2020’s thematic issue, EASTS 14:1 Care in Translation: Care-ful Research in Medical Settings in collaboration with Catelijne Coopmans and Karen McNamara highlights how healthcare is interwoven with medical settings across Asia. By interrogating care, we are glad to introduce the Malaysian artist Chia Yu Chian (1936-1990), with whose painting, ‘By Appointment’ was curated as the cover image for the very issue:
By Appointment’ is part of more than thirty works that constitute Chia’s ‘Hospital series’. He painted it in 1980, after a one-month stay as a patient at what is now the Universiti Malaya Medical Centre.

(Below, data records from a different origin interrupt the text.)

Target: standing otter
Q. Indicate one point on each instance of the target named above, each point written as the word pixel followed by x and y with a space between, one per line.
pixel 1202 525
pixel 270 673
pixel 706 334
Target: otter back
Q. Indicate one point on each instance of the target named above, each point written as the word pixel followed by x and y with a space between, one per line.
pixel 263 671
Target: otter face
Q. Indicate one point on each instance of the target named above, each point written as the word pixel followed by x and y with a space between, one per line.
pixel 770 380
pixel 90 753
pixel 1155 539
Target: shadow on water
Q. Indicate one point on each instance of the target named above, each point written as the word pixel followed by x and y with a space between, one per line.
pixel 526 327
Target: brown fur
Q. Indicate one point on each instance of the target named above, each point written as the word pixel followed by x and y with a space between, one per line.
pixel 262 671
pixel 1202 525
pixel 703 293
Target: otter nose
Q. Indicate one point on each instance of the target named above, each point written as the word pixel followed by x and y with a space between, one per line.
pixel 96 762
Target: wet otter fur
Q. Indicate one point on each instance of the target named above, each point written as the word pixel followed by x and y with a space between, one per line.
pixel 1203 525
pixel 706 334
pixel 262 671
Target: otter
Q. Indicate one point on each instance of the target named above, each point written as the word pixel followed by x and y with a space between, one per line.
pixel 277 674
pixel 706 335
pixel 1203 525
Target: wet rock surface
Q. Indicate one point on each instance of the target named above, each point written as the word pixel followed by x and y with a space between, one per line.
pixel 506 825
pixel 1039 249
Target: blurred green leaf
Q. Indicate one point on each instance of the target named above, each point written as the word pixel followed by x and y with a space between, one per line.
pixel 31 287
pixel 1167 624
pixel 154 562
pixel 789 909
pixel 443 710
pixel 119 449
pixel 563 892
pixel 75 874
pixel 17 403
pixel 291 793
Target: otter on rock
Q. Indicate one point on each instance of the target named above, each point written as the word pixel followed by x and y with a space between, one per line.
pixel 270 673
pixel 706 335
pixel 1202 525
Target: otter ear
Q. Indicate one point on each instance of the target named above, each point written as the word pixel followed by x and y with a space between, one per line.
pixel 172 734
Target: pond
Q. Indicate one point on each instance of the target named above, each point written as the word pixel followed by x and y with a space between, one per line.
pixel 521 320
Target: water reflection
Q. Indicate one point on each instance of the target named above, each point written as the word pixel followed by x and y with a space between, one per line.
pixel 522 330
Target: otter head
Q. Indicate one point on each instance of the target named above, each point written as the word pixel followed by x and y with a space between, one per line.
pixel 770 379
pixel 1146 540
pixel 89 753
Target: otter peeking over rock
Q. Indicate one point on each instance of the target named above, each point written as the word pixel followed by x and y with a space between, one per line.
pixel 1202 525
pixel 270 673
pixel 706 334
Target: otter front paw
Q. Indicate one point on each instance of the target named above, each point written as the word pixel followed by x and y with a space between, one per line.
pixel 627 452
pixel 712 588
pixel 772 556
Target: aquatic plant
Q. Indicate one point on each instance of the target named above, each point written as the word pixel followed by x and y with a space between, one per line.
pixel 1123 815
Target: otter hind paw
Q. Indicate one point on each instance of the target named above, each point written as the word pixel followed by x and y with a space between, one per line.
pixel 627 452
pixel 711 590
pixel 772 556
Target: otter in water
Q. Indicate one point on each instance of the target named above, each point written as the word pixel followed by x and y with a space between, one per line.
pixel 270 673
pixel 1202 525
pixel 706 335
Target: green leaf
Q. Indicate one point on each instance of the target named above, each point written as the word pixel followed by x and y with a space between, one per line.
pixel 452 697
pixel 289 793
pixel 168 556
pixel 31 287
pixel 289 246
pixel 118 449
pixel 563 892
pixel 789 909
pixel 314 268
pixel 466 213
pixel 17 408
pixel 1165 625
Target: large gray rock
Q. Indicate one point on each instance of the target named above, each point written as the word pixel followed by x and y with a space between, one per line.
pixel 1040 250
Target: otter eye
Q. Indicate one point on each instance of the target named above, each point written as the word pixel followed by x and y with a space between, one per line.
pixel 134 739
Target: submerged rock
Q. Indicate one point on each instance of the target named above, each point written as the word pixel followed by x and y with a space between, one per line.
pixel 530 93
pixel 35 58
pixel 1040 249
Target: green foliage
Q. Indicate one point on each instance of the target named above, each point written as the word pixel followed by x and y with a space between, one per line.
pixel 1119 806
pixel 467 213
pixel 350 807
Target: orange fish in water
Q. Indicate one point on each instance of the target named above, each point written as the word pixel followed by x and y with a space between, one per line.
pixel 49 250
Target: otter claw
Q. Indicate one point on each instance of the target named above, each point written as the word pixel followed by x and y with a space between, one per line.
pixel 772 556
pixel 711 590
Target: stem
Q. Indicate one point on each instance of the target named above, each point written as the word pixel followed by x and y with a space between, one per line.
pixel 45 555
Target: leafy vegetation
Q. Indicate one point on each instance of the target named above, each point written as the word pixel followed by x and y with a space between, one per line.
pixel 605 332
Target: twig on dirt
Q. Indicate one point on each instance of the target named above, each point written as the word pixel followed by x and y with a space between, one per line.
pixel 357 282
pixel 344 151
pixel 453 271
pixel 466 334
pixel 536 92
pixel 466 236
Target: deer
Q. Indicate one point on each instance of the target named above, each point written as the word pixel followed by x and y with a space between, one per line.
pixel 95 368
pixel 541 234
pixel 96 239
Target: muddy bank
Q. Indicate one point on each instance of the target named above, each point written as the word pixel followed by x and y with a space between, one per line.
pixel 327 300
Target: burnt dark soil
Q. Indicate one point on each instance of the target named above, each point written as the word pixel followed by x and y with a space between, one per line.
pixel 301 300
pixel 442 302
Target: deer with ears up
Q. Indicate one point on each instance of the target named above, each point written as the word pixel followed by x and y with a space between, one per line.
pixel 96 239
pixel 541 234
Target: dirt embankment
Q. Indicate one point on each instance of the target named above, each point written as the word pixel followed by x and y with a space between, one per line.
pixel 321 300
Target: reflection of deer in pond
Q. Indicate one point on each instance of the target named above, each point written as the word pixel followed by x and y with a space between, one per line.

Having been admitted with a bleeding stomach ulcer, Chia started to go around different parts of the hospital with his sketchpad as soon as he felt better. After being discharged, he turned many of these sketches into paintings, adding scenes of the experiences of patients and the work of hospital staff to an oeuvre in which slice-of-life moments and instances of social drama featured centrally.
Bridget Tracy Tan (2009), a Director at the Nanyang Academy of Fine Arts, has described the Hospital series as “a lucid combination of daily observations as well as acute sensitivities to the eventfulness that connote the experience of being in and visiting a hospital”. ‘By Appointment’ combines everyday-ness and eventfulness by showing in vivid colours a multitude of people and artefacts around a reception counter: we see the doctors’ duty roster, some filing cabinets and a poster exhorting the waiting patients to be “Quiet Please”. It provides a window into medical care in 1980s Malaysia, broadening the perspective from doctor-patient interactions (which Chia also painted as part of his series) to a view of what gets folded into ‘care’ as it materializes in the spatially and temporally located here and now. In portraying a group of nurses facing and serving a crowd, the painting also speaks to the way care-work is gendered, and more indirectly to how interactions in medical settings engender expectations and valuations of care. Finally, ‘By Appointment’ and other works in Chia’s Hospital Series draw attention to the question of who is looking, and from which perspective. The artist does that, according to Tan (2009), by “giving us just enough information in his compositions to figure out the context of the goings-on, but also managing to maintain a sense of the confidential…”.
Like Chia in his painting, the contributions to this Special Issue combine everyday-ness with eventfulness. The stakes of repairing equipment, collecting data, evaluating care options, and negotiating the best treatment, are made visible in accounts of ordinary and extra-ordinary moments in which medical care is prepared for, provided and/or received. Equally, these contributions are concerned with care as a relational assemblage made up of human and non-human elements, and they present scenes, stories, perspectives and artefacts that contain and evoke a sense of place and history consequential to care. The uneven use of, and access to, medical technologies within and across countries in Asia plays a part – as do the political-economic features of healthcare systems, gender relations, the ongoing calibration of nation states in an interconnected world, advances in medical possibilities and best-practice standards, patient advocacy, privatization, travel, and other transformations constantly afoot. Finally, these contributions, like Chia’s painting, thematize in various ways the researchers’ perspectives, framing and participation in the life worlds they care for.